Morphing Provision: Man Charged For Possessing Fake Pornography

A 73-year-old man is facing charges that he possessed child pornography-even though authorities never caught him with authentic images depicting children. Instead, the police found images of adults in sexually explicit positions with the faces of minors pasted or attached above those of the adult models.

This prosecution is occurring under the so-called "morphing provision." The "morphing provision" refers to the definition of child pornography that appears in federal criminal statutes. While this decision is somewhat controversial, several federal appeals courts have agreed that digitally altered images that appear to depict children qualify as illegal material under the rest of the child pornography laws.
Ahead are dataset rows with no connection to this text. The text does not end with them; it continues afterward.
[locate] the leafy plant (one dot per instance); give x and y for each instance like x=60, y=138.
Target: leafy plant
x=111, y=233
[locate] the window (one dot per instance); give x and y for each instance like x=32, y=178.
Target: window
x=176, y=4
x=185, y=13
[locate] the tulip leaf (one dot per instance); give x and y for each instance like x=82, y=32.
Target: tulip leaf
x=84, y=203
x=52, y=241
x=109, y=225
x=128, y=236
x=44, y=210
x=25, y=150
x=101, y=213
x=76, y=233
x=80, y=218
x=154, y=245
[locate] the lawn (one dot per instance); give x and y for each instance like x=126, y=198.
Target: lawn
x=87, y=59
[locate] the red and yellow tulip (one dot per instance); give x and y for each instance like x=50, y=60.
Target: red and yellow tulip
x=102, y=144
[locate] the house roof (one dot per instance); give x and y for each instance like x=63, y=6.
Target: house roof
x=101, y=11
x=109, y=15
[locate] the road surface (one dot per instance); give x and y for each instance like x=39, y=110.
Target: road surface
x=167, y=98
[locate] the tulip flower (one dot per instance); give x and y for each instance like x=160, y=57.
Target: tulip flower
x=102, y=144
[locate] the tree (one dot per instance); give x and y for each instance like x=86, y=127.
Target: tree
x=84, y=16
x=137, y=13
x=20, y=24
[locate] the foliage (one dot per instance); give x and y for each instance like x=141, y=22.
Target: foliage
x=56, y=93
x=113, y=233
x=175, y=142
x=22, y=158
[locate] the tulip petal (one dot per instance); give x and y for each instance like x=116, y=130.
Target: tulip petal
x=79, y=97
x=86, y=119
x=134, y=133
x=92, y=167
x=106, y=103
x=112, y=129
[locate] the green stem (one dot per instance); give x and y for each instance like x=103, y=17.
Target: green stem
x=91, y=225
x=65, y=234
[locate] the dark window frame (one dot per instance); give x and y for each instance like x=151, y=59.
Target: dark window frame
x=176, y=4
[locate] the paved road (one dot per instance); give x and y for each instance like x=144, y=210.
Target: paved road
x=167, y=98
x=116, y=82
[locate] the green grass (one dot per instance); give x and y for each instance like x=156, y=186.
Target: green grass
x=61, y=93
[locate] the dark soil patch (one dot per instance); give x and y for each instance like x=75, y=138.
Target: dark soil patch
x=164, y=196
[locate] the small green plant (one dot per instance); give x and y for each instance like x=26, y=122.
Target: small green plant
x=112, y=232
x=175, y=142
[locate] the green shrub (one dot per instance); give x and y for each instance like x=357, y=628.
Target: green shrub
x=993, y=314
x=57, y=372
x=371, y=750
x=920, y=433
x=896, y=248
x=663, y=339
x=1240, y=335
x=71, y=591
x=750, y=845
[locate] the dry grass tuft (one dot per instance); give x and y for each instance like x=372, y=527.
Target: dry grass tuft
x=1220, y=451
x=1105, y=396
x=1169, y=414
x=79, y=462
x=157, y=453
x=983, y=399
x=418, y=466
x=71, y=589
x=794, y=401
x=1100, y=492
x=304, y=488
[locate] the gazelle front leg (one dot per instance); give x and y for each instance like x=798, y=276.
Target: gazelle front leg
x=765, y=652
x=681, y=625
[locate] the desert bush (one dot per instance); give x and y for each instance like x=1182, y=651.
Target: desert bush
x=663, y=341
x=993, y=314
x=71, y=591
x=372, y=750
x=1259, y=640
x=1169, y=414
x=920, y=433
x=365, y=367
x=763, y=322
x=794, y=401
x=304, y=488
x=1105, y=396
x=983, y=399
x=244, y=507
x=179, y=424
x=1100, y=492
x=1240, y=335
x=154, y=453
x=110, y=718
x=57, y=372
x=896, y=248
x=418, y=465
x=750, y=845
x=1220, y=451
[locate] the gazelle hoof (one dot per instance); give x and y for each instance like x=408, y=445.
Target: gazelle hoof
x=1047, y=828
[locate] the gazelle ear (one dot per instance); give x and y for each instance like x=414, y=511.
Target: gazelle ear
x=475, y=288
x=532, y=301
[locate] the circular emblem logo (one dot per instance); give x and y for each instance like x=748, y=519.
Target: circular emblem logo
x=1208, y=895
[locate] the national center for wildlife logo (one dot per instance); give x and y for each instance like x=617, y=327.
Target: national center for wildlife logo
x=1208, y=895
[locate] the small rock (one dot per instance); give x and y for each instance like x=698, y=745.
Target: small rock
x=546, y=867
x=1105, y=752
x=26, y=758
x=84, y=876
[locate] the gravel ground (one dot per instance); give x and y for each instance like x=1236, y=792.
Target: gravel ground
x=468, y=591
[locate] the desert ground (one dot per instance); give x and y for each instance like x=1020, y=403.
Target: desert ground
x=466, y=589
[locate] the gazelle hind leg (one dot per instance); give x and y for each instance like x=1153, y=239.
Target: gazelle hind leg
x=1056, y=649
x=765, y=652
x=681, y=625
This interpretation of the definition allows prosecutors to try to punish Americans for possessing pictures like the ones this defendant had.

Some courts disagree with the "morphing provision" interpretation. One big reason for this disagreement is that altered pictures did not involve a minor's participation in sexual conduct. This takes away one of the big justifications for harsh child pornography laws. Those who agree with the broad "morphing provision" interpretation argue that the mere existence of pictures that appear to depict children in sexual situations could lead to more child abuse at some point by encouraging those who view the images.

Regardless of the correct interpretation, the "morphing provision" view appears to be gaining traction nationally. This defendant could face as many as 10 years in prison if convicted of possessing child pornography based on these altered images.